This is how I met Guru Yogi Matsyendranath from Natha Tradition, who became my first and main Teacher.

I will not say that I immediately asked to be his disciple, at that time I still knew very little about traditional discipleship and who the Guru is. But I was not left with a deep feeling that I knew this person from somewhere, moreover, thinking about him, I touch something Eternal, and those simple but wise things that he shared in communication with me immediately penetrated right into my heart.

 

Then a few months later I met him again and clearly understood that this is a chance. A chance to become a disciple of a true Guru, to receive spiritual guidance on a difficult path of development. So I came to Tradition, development in which continues to this day.

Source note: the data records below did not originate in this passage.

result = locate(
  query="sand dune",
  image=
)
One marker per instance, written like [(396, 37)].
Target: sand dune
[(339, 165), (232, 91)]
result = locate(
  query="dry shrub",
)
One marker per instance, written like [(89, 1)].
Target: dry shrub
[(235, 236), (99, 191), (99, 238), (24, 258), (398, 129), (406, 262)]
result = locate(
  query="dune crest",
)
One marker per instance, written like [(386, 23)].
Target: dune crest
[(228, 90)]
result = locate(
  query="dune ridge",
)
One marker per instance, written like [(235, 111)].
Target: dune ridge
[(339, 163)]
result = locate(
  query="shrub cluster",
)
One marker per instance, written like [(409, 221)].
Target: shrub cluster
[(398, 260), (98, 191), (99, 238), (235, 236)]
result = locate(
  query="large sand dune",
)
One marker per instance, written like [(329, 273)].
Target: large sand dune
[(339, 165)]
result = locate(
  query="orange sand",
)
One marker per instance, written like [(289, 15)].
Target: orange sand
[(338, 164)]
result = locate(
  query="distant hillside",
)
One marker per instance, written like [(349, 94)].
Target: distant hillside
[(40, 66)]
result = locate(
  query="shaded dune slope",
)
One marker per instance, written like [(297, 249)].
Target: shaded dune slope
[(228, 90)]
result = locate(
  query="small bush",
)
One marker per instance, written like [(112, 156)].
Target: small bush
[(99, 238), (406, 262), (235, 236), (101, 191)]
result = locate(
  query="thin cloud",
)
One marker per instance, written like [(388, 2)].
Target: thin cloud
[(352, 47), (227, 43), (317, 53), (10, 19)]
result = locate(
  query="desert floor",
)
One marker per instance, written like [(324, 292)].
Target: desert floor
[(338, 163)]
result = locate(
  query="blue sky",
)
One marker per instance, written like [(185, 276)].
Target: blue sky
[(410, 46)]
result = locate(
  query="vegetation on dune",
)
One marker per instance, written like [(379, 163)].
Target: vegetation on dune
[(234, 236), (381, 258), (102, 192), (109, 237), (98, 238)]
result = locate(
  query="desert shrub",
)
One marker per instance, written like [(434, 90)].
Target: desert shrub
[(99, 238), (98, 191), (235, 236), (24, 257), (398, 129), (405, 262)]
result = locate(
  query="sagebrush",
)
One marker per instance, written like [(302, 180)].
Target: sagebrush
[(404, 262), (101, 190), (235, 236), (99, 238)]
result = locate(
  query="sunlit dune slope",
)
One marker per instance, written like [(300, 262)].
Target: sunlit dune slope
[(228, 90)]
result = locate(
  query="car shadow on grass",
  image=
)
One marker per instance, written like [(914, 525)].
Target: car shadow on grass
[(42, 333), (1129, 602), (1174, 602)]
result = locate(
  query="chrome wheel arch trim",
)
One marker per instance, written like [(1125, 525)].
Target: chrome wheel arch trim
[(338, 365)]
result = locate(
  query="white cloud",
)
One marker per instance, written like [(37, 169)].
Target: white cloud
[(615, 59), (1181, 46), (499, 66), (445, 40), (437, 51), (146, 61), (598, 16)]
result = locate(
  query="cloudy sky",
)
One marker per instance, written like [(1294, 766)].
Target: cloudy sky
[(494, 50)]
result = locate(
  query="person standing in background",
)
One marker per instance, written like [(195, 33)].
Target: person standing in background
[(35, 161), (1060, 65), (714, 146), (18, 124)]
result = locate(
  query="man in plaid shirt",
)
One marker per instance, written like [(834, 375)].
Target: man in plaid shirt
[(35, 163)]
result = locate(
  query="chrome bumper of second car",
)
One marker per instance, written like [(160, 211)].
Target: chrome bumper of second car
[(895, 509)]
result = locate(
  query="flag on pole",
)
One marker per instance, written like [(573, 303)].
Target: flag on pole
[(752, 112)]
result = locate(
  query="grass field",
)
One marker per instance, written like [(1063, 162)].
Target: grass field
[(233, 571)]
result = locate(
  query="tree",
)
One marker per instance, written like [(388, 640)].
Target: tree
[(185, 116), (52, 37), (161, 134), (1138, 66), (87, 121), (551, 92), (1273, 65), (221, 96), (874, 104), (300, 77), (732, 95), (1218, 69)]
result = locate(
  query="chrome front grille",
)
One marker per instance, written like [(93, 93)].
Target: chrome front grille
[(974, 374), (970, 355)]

A lot of time has passed since then, my life has changed quite a lot, and events in it developed very intensively. I studied yoga and tantra in India with different teachers of the Natha and Shri Vidya Traditions, got acquainted with other systems of spiritual development, traveled a lot across the countries of the East. I saw that the Natha Tradition in India is very extensive, as well as yoga knowledge and mystical experience enclosed in it. From a simple hobby yoga has turned into a path, a way of life, into life itself.  Seva (service) to the Guru and Tradition began to occupy an important place in yoga sadhana, based on great gratitude to the Teachers of this perfect system of human development, as well as on the desire to make it available to all people, and not only to those who were born and live in India. So I began to help Guruji Matsyendranath in the development of Traditions in Russia and neighboring countries. With Guruji's blessing in 2008, I established magazine about the traditional yoga "Adesh", which is still being published. We founded the "International Natha Yoga Center", which organizes and coordinates the activities of Natha centers in Russia and other countries. Together with the other disciples of my Guru we opened the Natha Yoga School, where we began to teach the basics of Natha-yoga those who wish.  

 

In 2011, when it became clear to me that I would not deviate from the chosen path, that it was totally mine, I decided to completely devote myself to the Tradition and become a sannyasi forever. It means that you dedicate all your life to spiritual growth and you can't live as a social person with family, job etc. It was not easy decision for me, but I felt that it was completely correct. Then, as is customary in our Tradition, I went on a small pilgrimage in order to find a Guru from whom I could take sannyasa. The difficulty was that it had to be a woman, a yogini (in our Tradition only a woman can transmit to women the initiation of this level), and this is rare. Fortunately, by the grace of Gorakshanath, I managed to meet her, infinitely detached and kind, living in the jungle. In the summer of 2011 Guruji Ajabnath Maharaj gave me chira-diksha (highest initiation in the Nath Tradition) and the right to admit disciples. After tapasya in the jungle and staying with Guruji, I returned to Russia as a different person. I felt like I was reborn.

Since that time I greatly deepened my experience and knowledge of yoga and tantra, but I understand: there is no limit to perfection. I will always be a disciple of my great Guru, even if I have disciples too. It is called parampara – the uninterrupted succession of teachers, and it is a wonderful thing because that teachers can always guide and correct you, because you receive experience and protection from the whole parampara.

​That, perhaps, is all that was worth telling about my path to yoga. Of course, I did not mention a lot – in order to express in words all my experience and tell about all the successes and failures, I would have to write a book, because so much has happened and is still happening that each lived month can be equated to several years of an ordinary life.